Rosa L. November 5, 2014
I use Campari tomatoes when tomatoes are out of season. They have a better flavor and are juicier that grape or cherry tomatoes.
 
Fran October 16, 2014
I would like to try it tomorrow, thank you.
 
Fran October 16, 2014
amazingly lovely.
 
Alexandra S. October 9, 2014
This looks/sounds amazing! This past Tuesday we got the biggest load of tomatoes in our CSA of the season.
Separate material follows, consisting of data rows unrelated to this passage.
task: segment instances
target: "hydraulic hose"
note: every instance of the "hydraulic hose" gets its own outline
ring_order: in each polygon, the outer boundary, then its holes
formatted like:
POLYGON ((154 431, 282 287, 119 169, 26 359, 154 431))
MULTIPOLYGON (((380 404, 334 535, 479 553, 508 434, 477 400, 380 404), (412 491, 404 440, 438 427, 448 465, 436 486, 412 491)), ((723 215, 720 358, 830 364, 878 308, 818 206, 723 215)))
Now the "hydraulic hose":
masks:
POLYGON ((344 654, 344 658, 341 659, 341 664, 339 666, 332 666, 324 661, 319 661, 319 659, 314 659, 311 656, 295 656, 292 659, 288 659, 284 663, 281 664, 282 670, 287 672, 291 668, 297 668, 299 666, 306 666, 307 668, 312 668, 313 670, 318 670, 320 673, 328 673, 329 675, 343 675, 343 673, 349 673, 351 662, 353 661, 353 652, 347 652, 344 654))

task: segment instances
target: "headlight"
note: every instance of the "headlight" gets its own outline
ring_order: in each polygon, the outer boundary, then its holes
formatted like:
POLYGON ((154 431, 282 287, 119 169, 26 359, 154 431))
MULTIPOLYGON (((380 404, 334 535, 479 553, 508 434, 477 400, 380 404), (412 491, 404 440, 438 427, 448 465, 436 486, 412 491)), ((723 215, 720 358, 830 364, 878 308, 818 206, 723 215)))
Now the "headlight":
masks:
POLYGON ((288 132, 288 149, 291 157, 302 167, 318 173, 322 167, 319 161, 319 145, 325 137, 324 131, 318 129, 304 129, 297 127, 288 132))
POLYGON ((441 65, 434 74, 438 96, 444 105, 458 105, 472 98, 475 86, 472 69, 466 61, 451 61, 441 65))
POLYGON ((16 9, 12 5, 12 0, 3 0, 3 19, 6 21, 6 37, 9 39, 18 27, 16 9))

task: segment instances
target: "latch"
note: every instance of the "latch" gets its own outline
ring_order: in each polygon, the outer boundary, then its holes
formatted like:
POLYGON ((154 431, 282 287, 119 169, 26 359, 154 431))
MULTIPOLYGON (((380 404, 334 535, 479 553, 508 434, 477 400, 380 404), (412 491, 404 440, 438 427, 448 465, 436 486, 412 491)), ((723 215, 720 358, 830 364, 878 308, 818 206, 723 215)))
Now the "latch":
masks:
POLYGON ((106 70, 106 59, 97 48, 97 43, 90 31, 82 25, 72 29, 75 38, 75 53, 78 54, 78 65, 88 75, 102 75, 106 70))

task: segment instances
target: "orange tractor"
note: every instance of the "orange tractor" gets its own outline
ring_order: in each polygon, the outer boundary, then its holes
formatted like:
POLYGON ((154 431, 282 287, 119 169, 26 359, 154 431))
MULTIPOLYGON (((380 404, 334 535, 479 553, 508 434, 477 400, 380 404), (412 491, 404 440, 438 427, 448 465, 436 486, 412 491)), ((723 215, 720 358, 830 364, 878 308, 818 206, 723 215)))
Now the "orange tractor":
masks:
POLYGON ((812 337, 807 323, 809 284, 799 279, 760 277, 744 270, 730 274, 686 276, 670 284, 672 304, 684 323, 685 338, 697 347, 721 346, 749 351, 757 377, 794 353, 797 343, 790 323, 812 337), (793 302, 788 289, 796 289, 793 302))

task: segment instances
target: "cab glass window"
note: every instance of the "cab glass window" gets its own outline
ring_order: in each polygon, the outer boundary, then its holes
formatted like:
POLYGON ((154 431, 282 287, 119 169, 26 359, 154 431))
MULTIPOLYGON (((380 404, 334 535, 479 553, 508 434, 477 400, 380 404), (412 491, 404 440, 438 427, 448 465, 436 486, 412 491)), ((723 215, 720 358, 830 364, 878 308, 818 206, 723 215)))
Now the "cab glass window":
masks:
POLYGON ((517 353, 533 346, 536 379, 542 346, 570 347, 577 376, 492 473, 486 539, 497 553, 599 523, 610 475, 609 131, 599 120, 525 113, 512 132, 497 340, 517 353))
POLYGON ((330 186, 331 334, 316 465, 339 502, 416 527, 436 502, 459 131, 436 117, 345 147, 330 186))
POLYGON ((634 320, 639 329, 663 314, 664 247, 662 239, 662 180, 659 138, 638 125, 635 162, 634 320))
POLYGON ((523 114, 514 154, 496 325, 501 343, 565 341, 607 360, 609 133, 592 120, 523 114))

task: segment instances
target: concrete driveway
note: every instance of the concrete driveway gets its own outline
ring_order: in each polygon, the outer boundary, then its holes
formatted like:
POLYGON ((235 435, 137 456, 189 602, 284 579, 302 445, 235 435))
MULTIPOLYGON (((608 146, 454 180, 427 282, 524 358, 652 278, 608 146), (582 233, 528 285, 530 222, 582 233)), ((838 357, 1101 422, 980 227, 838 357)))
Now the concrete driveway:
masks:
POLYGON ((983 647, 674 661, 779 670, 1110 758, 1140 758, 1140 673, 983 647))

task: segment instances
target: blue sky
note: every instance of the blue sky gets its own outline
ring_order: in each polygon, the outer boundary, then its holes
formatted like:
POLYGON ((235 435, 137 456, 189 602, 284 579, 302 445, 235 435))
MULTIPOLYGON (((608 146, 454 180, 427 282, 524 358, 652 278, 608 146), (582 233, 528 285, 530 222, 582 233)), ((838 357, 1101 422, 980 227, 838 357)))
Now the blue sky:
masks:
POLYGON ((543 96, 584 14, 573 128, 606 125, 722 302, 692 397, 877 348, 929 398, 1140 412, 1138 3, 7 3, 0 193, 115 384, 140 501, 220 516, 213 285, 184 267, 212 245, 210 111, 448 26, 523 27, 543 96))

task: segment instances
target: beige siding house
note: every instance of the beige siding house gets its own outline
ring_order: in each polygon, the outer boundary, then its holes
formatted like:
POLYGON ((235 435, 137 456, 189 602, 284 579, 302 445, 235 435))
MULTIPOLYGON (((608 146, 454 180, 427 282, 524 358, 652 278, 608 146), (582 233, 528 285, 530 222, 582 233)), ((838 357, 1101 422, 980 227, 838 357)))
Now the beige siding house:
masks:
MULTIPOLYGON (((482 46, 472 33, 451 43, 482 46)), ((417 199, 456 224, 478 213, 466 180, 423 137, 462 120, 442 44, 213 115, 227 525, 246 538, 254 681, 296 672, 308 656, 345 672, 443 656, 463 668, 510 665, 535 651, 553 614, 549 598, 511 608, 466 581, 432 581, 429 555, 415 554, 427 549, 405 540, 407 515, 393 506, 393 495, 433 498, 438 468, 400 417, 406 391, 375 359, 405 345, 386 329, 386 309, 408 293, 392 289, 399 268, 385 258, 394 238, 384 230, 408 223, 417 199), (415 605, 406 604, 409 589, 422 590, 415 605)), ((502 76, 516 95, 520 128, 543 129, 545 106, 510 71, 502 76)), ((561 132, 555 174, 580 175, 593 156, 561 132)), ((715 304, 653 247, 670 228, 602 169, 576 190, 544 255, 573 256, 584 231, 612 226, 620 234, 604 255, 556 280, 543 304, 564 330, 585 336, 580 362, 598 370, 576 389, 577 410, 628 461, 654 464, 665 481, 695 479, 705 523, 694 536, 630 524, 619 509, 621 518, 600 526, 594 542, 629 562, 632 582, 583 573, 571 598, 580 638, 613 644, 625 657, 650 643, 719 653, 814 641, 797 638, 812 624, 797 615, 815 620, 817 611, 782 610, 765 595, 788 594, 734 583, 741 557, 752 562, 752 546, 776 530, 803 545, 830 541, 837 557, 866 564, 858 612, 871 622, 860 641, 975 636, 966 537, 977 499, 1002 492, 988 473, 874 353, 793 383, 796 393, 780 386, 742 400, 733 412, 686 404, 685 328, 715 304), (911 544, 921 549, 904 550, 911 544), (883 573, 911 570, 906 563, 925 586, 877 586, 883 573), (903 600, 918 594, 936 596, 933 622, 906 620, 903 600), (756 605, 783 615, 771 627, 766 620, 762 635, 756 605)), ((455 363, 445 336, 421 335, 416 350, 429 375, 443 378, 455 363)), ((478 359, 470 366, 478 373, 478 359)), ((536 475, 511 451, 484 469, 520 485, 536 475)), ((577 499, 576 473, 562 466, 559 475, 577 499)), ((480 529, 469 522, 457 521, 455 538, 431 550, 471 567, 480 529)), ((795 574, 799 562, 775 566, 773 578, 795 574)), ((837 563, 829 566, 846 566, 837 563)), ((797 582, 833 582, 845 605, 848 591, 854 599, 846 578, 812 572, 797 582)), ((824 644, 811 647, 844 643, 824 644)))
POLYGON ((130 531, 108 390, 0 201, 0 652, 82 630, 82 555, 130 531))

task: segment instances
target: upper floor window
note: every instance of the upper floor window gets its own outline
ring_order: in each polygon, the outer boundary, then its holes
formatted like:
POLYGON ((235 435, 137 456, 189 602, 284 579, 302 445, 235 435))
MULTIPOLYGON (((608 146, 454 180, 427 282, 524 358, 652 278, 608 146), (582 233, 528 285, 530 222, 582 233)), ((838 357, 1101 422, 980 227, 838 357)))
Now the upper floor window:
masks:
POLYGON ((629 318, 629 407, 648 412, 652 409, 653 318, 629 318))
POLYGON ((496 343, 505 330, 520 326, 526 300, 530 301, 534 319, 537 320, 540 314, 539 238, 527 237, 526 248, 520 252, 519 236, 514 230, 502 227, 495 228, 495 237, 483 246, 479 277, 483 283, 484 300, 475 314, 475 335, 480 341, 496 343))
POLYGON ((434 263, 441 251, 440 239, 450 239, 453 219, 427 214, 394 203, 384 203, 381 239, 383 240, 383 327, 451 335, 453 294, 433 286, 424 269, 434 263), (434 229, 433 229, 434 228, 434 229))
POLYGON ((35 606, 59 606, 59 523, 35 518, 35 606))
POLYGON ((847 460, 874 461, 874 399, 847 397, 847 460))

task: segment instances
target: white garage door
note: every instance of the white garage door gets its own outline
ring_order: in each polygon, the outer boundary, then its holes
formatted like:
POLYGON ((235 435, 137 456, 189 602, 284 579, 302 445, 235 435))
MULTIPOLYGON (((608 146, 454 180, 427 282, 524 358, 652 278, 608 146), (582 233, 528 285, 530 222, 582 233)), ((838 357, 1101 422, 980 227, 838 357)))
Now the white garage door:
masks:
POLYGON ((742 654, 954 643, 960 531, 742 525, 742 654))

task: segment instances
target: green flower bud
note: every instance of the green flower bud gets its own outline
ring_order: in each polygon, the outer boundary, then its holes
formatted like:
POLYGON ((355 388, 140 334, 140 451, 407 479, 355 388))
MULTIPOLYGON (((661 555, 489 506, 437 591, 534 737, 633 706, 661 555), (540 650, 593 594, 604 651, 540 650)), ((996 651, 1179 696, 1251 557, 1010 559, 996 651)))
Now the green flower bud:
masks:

I couldn't believe it. My sister and family are coming to town Friday, and I'm thinking this will be a big hit. Also, I feel like some variation of this would be a really nice change from traditional cornbread stuffing over the holidays. Can't wait to make this!
 
AntoniaJames October 8, 2014
This looks amazing but I'm kind of curious: What do you do when in-season, i.e., edible, tomatoes are not available? Used the best boxed diced tomatoes you can find? Out here in Produce Paradise, we're still getting good heirlooms, but they'll be over long before tailgating season is (and then, many of us tailgate in the spring at baseball games, before local tomatoes are ripe). Thanks! ;o)
 
Kristen M. October 8, 2014
Good question, and I meant to address this in the article. We're actually still getting beautiful tomatoes here in New York (we shot this last week). I'm also wearing a tank top right now, but that's another story. But whenever the good tomatoes are gone, halved hothouse cherry or grape tomatoes from the supermarket would be just fine. They don't seem to have the same texture issues of the bigger ones.
 
AntoniaJames October 8, 2014
But they don't taste like much (have so little flavor) and aren't particularly juicy . . . . Have you tested this recipe using them? ;o)
 
Kristen M. October 9, 2014
No, I haven't had time to test that variation, but with how flavorful this dressing is, I think the cherry/grape tomatoes would be a great late-season alternative as soon as the bigger ones are gone.